6 Methods For Saving Money That Just Don’t Work

Some people seem able to do it while others always struggle. Saving money. We all know it’s something we should be doing, but it can take up valuable time and can also involve a bit of work. While it’s easy to walk into the first store that comes to mind and lay out the cash (or the credit card) for whatever it is you need, you know that spending some time to find the best deal will probably be worth it in the long run. Retailers know that the buying public likes to save money and that’s why you can hardly ever walk into a retail store without seeing some “sale” going on. Whether or not most “sales” are saving you money is another matter, but today we’re more concerned with well-known strategies people use to save money that may not be working so well at all.

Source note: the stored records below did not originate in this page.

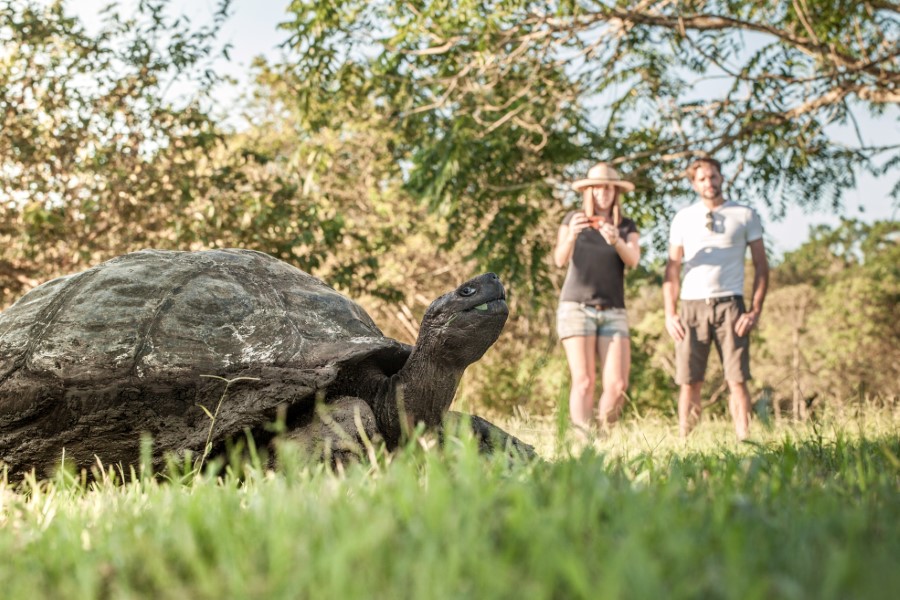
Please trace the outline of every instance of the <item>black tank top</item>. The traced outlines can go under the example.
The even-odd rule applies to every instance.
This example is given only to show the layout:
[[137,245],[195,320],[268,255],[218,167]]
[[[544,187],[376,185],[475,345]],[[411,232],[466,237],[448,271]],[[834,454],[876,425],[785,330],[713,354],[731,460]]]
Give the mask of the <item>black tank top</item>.
[[[568,225],[575,214],[575,211],[567,214],[563,225]],[[627,241],[630,233],[637,233],[637,226],[631,219],[623,217],[619,223],[619,237]],[[559,299],[625,308],[625,263],[596,229],[584,229],[575,238]]]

For many people, saving money is more important these days than ever. We experienced a major financial crisis just a few years ago that caused many people to lose their jobs and even their homes, and some people are still struggling to recover. Lots of us are living paycheck-to-paycheck these days and under those conditions, saving money becomes almost mandatory. Although the following strategies may seem like good ways to save, taking a harder look reveals that you are probably better off steering clear of these ideas and employing some methods that do work.

1. Store credit cards

Credit cards, with their interest payments and fees are are hugely profitable for the banks and financial institutions that issue them, so it’s no wonder that stores want in on some of that action. That’s why you will sometimes see store employees stationed at strategic locations inside retail establishments armed with clipboards and a well-rehearsed pitch intended to make you believe that having a store-issued credit card will make your life better. It won’t.

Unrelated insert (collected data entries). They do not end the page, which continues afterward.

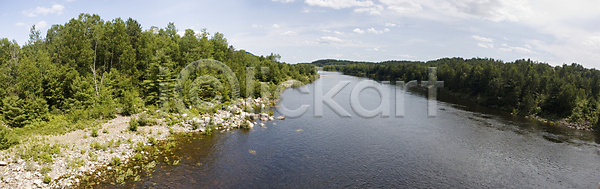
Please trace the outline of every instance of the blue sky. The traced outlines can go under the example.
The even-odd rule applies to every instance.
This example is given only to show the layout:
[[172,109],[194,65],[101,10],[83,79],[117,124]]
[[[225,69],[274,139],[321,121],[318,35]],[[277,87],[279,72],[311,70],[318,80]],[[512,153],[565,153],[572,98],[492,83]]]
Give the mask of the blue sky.
[[174,22],[221,32],[237,49],[288,63],[323,58],[432,60],[531,58],[600,68],[597,0],[2,1],[0,38],[24,44],[80,13],[134,18],[144,29]]

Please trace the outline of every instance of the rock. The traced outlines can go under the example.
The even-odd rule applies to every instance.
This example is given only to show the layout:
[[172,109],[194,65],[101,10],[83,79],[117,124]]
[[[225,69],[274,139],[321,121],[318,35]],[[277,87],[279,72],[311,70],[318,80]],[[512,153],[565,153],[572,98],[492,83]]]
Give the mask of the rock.
[[6,161],[0,161],[0,166],[7,166],[8,163]]
[[285,119],[285,115],[277,116],[275,119],[284,120]]
[[265,124],[264,124],[264,123],[260,123],[260,126],[261,126],[261,127],[264,127],[264,126],[265,126]]
[[269,114],[266,114],[266,113],[261,113],[261,114],[260,114],[260,118],[261,118],[261,119],[263,119],[263,118],[269,118]]
[[181,117],[182,117],[183,119],[185,119],[185,118],[187,118],[187,114],[181,114]]
[[250,117],[250,120],[257,120],[258,119],[258,116],[256,116],[253,113],[248,114],[248,117]]
[[42,186],[42,180],[35,179],[35,180],[33,180],[33,184],[36,185],[36,186],[38,186],[38,187],[41,187]]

For most of us, and especially those of us who already have credit card debt, a new credit card is the last thing you need. The temptation to buy now and pay later can be quite compelling and can lead you to buy something you do not need. Store credit cards also usually have higher interest rates than the big name cards. Stores might try to lure you with offers of discounts on your purchases, but wouldn’t you be better off not spending money you don’t have for the sake of saving 15 percent on something you don’t need?